Surprisingly, then, France's team could be looking more settled than their opponents. Their main two questions concern the makeup of their midfield three and their centre-back partnership, and both should be given a rigorous test against Germany. Blaise Matuidi is likely to be the third member of their midfield, but has plenty of competition in Etienne Capoue and Maxime Gonalons among others. Samir Nasri's continued exclusion suggests that a displacement of any of the Karim Benzema-Franck Ribery-Jeremy Menez front three is unlikely to happen unless in the case of injury, although Olivier Giroud will probably feature at some point.
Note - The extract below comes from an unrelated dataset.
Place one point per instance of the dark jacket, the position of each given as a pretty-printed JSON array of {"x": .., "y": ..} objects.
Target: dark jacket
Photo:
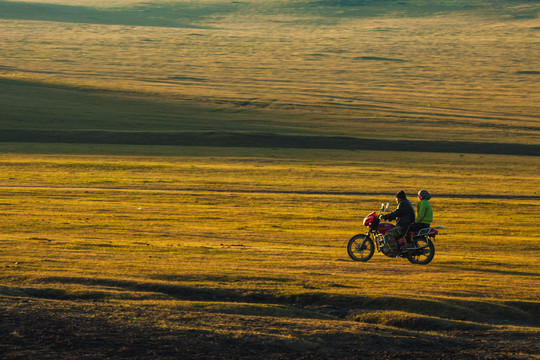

Germany probably have just as much to wonder about, although they make look at alternative plans for their team given the injury problems in the squad. As well as deciding who will be first and second-choice partner for Mats Hummels in the centre of defence, there are question marks over their midfield. Their double pivot usually comprises Bastian Schweinsteiger and Sami Khedira, although the former is injured and the latter is in poor form and could certainly be replaced before 2014. Toni Kroos will probably get another opportunity to be tested in the double-pivot - a role he has struggled in previously - but the possibility of Lars Bender being tried out there will give Khedira cause for concern over his selection, as the Leverkusen midfielder could be an ideal partner for Schweinsteiger. Ilkay Gundogan is another potential choice for that position, but unfortunately for Joachim Low, both he and Bender have injury doubts.
Further ahead in Germany's midfield, there is much greater competition - Mesut Ozil, Mario Gotze, Marco Reus and Toni Kroos are all obvious competitors for the band of three, although Gotze and Reus are both out. Lukas Podolski may get a chance to impress on the left wing, while Thomas Muller is another player who is likely to come in and perhaps threaten to break into the starting eleven.